Article 53-Estate Planning Series: When is a Trust Better Than a Will to Distribute Your Assets?

Written by Wright Law on . Posted in Estate Planning, Probate, Trusts, Will

Last column I explained why the process of transferring assets should never be more important than ensuring those assets end up with the people you want to receive them.  So long as this priority is protected, there can be significant advantages to plan for the right way to transfer those assets. 

For many, probate is a safe and appropriate way to transfer assets.  It avoids the pitfalls of the shortcuts discussed in recent columns.  However, if done in the right way, there can be advantages to avoiding probate. 

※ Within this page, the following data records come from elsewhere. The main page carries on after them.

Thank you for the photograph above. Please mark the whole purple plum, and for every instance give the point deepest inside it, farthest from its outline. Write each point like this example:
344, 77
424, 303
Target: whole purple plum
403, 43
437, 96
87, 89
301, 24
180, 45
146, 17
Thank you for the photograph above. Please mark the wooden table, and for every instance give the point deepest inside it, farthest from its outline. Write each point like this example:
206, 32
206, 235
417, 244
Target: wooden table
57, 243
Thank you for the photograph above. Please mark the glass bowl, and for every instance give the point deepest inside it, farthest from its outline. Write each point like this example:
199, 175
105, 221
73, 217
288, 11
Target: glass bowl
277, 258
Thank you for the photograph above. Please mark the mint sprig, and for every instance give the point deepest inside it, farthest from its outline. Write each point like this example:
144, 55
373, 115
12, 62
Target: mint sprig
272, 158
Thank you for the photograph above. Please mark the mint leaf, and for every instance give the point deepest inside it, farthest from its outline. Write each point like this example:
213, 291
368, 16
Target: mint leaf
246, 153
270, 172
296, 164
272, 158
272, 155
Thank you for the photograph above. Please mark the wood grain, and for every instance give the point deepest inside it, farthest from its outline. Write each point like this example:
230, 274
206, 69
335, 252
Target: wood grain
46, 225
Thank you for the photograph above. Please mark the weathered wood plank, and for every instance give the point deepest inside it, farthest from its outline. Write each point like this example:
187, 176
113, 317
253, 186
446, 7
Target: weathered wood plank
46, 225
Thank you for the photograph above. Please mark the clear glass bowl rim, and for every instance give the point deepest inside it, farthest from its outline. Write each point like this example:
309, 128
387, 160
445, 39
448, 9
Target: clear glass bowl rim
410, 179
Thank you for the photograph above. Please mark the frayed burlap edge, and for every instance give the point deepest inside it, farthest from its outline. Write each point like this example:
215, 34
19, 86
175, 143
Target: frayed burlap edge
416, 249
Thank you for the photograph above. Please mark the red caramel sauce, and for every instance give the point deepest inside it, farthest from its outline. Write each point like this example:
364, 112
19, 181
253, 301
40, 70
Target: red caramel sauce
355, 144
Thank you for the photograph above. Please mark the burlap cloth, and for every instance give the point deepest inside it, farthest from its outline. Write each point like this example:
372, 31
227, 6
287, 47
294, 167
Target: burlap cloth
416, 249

When assets are placed into a trust, those assets need not go through probate to be transferred.  This allows those assets to be transferred more quickly and conveniently.   For example, when held by a trust, real property can be transferred immediately by having the trustee sign a deed.  There is no need to involve probate or a court.  If expediency is important to you, a trust is a better way to go than a Will and probate.

Privacy is another reason to use a trust rather than a Will.  When a Will is used, the personal representative must compile a list of the deceased person’s assets and file a notice with the court that the inventory is available for review by certain “interested parties.”  Those “interested parties” may include people who do not have a right to receive any property.   

However, only the actual beneficiaries of a trust must be informed of the trust and their rights.  Others do not have a right to be involved. If this type of privacy is important to you, a trust is the better instrument to pass on your assets.

Finally, probate only addresses assets located in that state.  If you have real property in more than one state, it may be more cost effective to place both properties in a trust and avoid having to go through probate twice.